„Die Idee, den Zugang zu kritischen Websites zu beschränken, scheint kein eindeutiges Indiz für einen Erfolg im ‚Informationskrieg‘ zu sein“, spottete der St. Petersburger Politologe Michail Winogradow [externer Link] über ein neues russisches Gesetz, wonach der Aufruf „extremistischer“ Inhalte im Netz ab 1. September unter Strafe stehen soll, wie auch VPN-Verbindungen, mit denen sich die Zensur technisch umgehen lässt. Das entsprechende Vorhaben des Kremls sorgte für eine Wutwelle in der russischen Netzgemeinde.
„Geldstrafe, erst einmal“
„Bevor Sie im Internet recherchieren, sollten Sie die Liste extremistischer Materialien [des Justizministeriums] prüfen. Machen Sie sie zu Ihrem Nachschlagewerk“, empfahl Politologe Georgi Bovt ironisch [externer Link]: „Im nächsten Schritt sollten Sie nur noch Seiten lesen, die ausdrücklich als erlaubt gekennzeichnet sind. Alles andere ist unter Androhung einer Geldstrafe verboten. Eine Geldstrafe, erst einmal. Schade, dass der alte Ray Bradbury diejenigen nicht mehr erlebt hat, die seine kühnsten Fantasien aus dem Roman ‚Fahrenheit 451‘ übertreffen.“ In dem 1953 erschienenen Science-Fiction-Bestseller geht es um einen utopischen Staat, in dem Bücher verboten sind und selbstständiges Denken unter Strafe steht.
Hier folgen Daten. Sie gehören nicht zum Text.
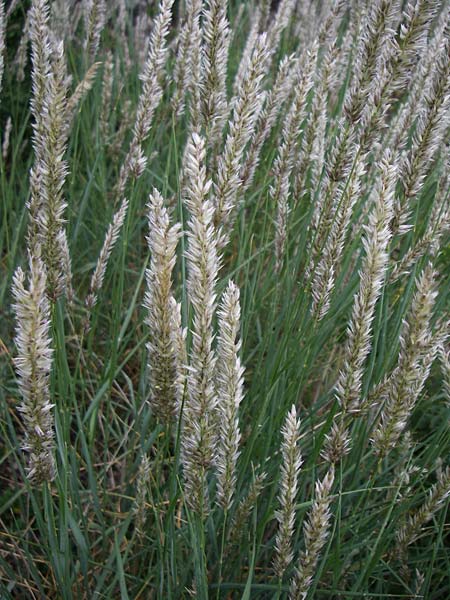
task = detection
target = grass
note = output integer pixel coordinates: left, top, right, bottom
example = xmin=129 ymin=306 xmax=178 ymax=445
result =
xmin=0 ymin=3 xmax=450 ymax=600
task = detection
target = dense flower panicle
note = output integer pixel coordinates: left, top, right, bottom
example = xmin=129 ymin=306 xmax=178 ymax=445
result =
xmin=12 ymin=255 xmax=55 ymax=484
xmin=311 ymin=150 xmax=365 ymax=321
xmin=58 ymin=229 xmax=75 ymax=304
xmin=201 ymin=0 xmax=230 ymax=146
xmin=29 ymin=35 xmax=67 ymax=300
xmin=182 ymin=133 xmax=219 ymax=515
xmin=215 ymin=281 xmax=244 ymax=510
xmin=0 ymin=0 xmax=6 ymax=91
xmin=117 ymin=0 xmax=174 ymax=198
xmin=29 ymin=0 xmax=51 ymax=135
xmin=241 ymin=54 xmax=298 ymax=191
xmin=100 ymin=52 xmax=114 ymax=138
xmin=344 ymin=0 xmax=398 ymax=123
xmin=230 ymin=471 xmax=267 ymax=541
xmin=133 ymin=454 xmax=150 ymax=537
xmin=402 ymin=39 xmax=450 ymax=198
xmin=274 ymin=406 xmax=303 ymax=578
xmin=294 ymin=40 xmax=338 ymax=201
xmin=185 ymin=5 xmax=203 ymax=133
xmin=2 ymin=116 xmax=12 ymax=160
xmin=335 ymin=151 xmax=398 ymax=412
xmin=267 ymin=0 xmax=297 ymax=53
xmin=233 ymin=6 xmax=261 ymax=94
xmin=372 ymin=264 xmax=440 ymax=456
xmin=270 ymin=44 xmax=319 ymax=271
xmin=214 ymin=34 xmax=270 ymax=246
xmin=439 ymin=345 xmax=450 ymax=406
xmin=289 ymin=467 xmax=334 ymax=600
xmin=85 ymin=198 xmax=128 ymax=311
xmin=172 ymin=0 xmax=202 ymax=117
xmin=144 ymin=189 xmax=180 ymax=424
xmin=322 ymin=151 xmax=398 ymax=464
xmin=305 ymin=119 xmax=358 ymax=279
xmin=84 ymin=0 xmax=106 ymax=60
xmin=66 ymin=62 xmax=101 ymax=129
xmin=388 ymin=10 xmax=449 ymax=159
xmin=390 ymin=158 xmax=450 ymax=282
xmin=396 ymin=467 xmax=450 ymax=558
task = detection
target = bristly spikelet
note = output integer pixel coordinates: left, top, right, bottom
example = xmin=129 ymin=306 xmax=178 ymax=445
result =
xmin=12 ymin=256 xmax=55 ymax=484
xmin=402 ymin=39 xmax=450 ymax=198
xmin=116 ymin=0 xmax=174 ymax=198
xmin=2 ymin=115 xmax=12 ymax=161
xmin=0 ymin=0 xmax=6 ymax=91
xmin=289 ymin=466 xmax=334 ymax=600
xmin=268 ymin=0 xmax=297 ymax=53
xmin=214 ymin=34 xmax=270 ymax=247
xmin=323 ymin=151 xmax=398 ymax=463
xmin=230 ymin=472 xmax=267 ymax=542
xmin=144 ymin=189 xmax=180 ymax=425
xmin=29 ymin=35 xmax=67 ymax=301
xmin=172 ymin=0 xmax=202 ymax=117
xmin=201 ymin=0 xmax=230 ymax=146
xmin=311 ymin=155 xmax=365 ymax=321
xmin=270 ymin=44 xmax=318 ymax=272
xmin=100 ymin=52 xmax=114 ymax=139
xmin=336 ymin=151 xmax=398 ymax=418
xmin=85 ymin=198 xmax=128 ymax=322
xmin=372 ymin=265 xmax=439 ymax=456
xmin=241 ymin=54 xmax=297 ymax=191
xmin=181 ymin=133 xmax=219 ymax=517
xmin=133 ymin=454 xmax=150 ymax=538
xmin=274 ymin=406 xmax=303 ymax=578
xmin=215 ymin=281 xmax=244 ymax=510
xmin=344 ymin=0 xmax=398 ymax=123
xmin=84 ymin=0 xmax=106 ymax=60
xmin=396 ymin=467 xmax=450 ymax=562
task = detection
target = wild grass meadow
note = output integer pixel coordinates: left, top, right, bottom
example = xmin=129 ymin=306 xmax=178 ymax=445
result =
xmin=0 ymin=0 xmax=450 ymax=600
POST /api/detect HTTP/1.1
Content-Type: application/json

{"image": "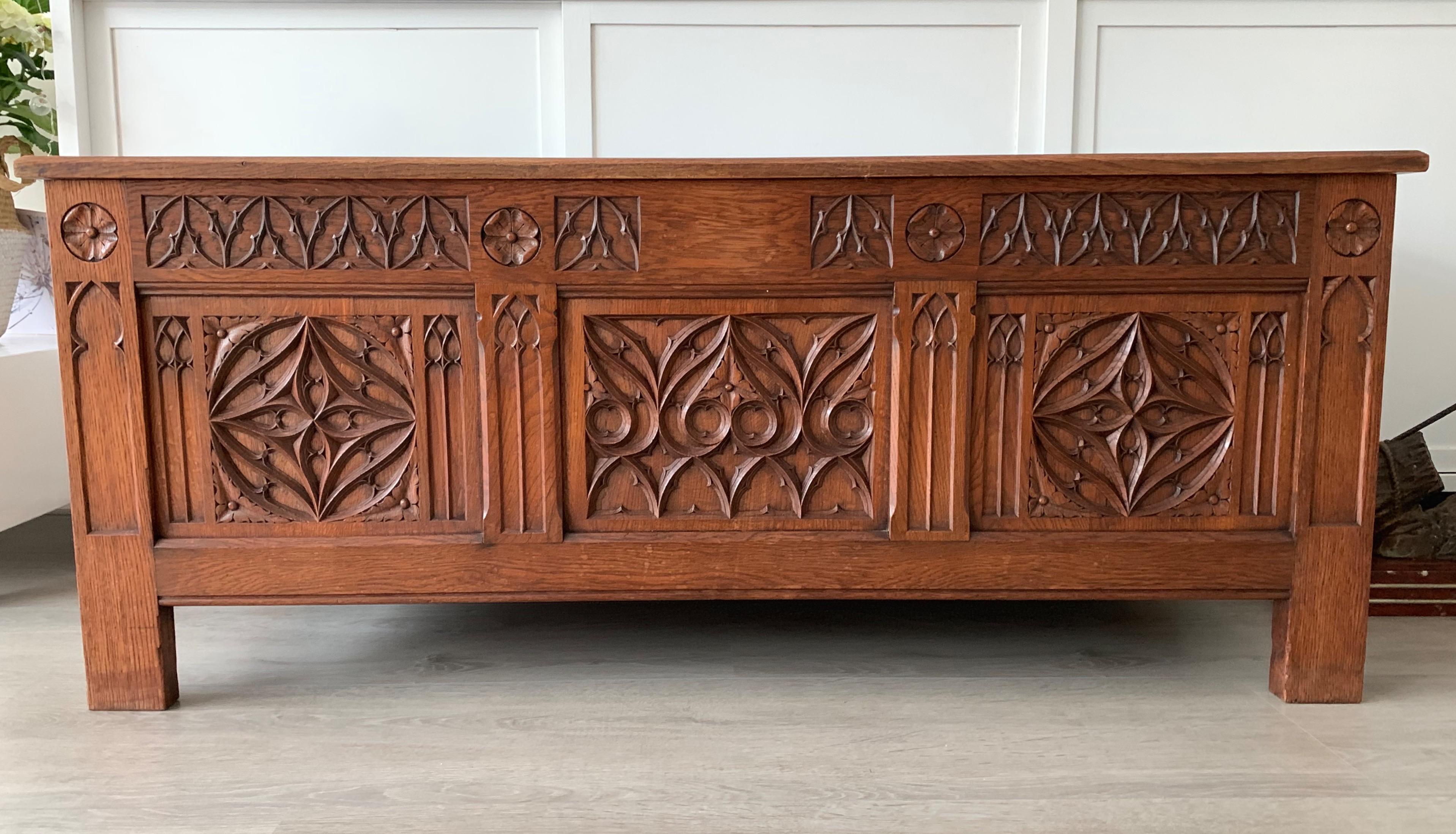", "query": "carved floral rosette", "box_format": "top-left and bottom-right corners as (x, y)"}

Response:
top-left (1028, 313), bottom-right (1239, 517)
top-left (202, 316), bottom-right (419, 522)
top-left (585, 313), bottom-right (877, 518)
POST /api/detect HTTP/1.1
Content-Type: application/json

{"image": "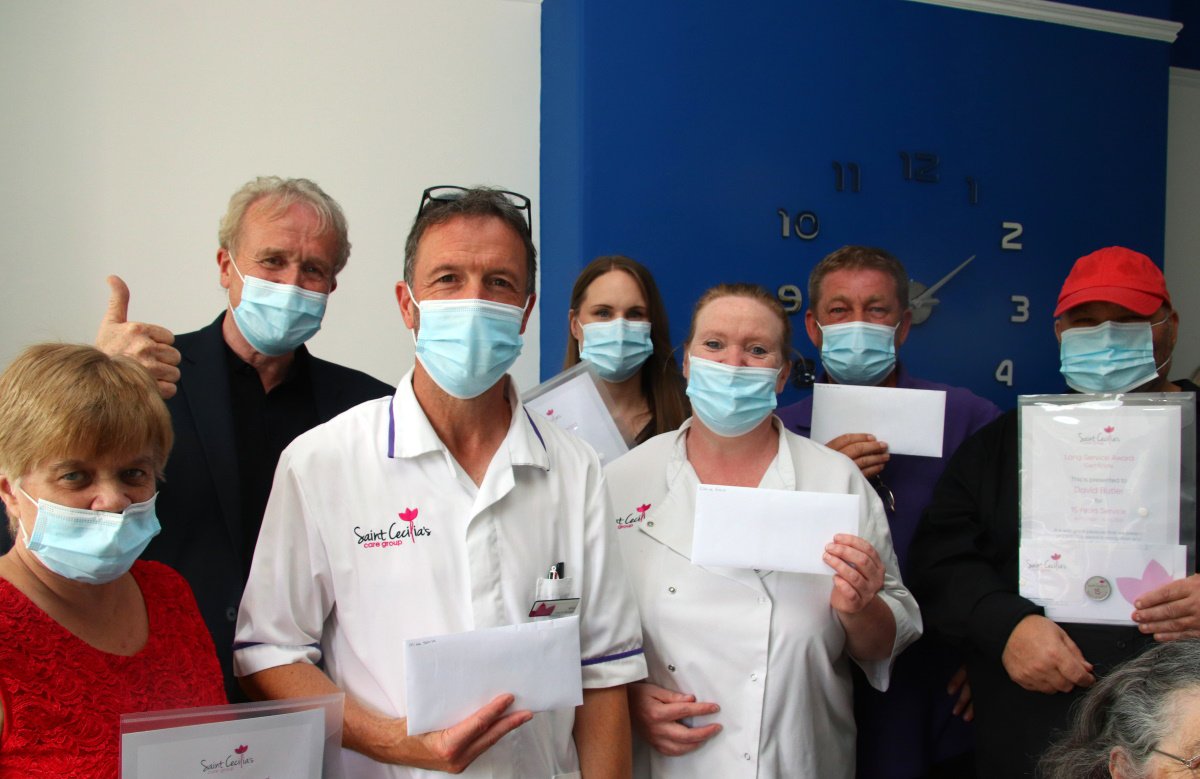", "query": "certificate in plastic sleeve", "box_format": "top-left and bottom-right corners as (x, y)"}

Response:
top-left (1018, 395), bottom-right (1188, 624)
top-left (121, 693), bottom-right (344, 779)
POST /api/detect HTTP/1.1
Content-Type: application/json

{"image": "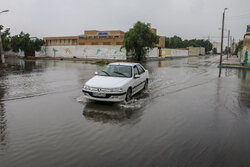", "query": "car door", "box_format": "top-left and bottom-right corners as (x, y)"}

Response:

„Hackschnitzel werden nicht sortiert“
Russische Anwälte sprechen von einer „Netzpolizei“, die eingeführt werden solle. „Die Situation bewegt sich in Richtung eines Übergangs zu Tastentelefonen und einer Selbstzensur der Internetnutzung als zuverlässigster Garantie dafür, nicht unter die Dampfwalze eines Systems zu geraten, das die Wälder abholzt, ohne die Hackschnitzel zu sortieren“, so Polit-Blogger Dmitri Sewrjukow [externer Link]. „Ermutigend“ sei allein die Tatsache, dass die russischen Abgeordneten die Zensurverschärfung still und leise durchgesetzt hätten: „Das bedeutet, dass die Abgeordneten sich mit der Einführung einer solchen Neuerung nicht ganz wohl fühlen und unnötigen Lärm und Unruhe im Vorfeld vermeiden wollten.“
Publizist Maxim Schewtschenko verwies darauf [externer Link], dass russische IT-Entwickler und Ingenieure, speziell in der Drohnen-Fertigung, ihre Berufe an den Nagel hängen könnten: „Es ist unmöglich, Software, die in Russland nicht verfügbar ist, aus dem Netz herunterzuladen, um westliche Sanktionen zu umgehen, ohne ein VPN zu verwenden!!! Stellen Sie sich die Aussichten vor – eine VPN-Zugangserlaubnis ist mit einer Arbeitserlaubnis für Migranten vergleichbar. Ein weites Feld für verschiedene Arten von Genehmigungstätigkeiten!“
„Zeit vergeht im Flug – rückwärts“
Polit-Kommentator Andrei Kalitin fragte sich und seine Leser [externer Link]: „Hat der Staat wirklich so viel Angst vor seinem eigenen Volk, dass er es für Suchanfragen bestrafen will? Es scheint so.“ In Russland vergehe die Zeit wie im Flug, „nur rückwärts“, so der Kolumnist sarkastisch.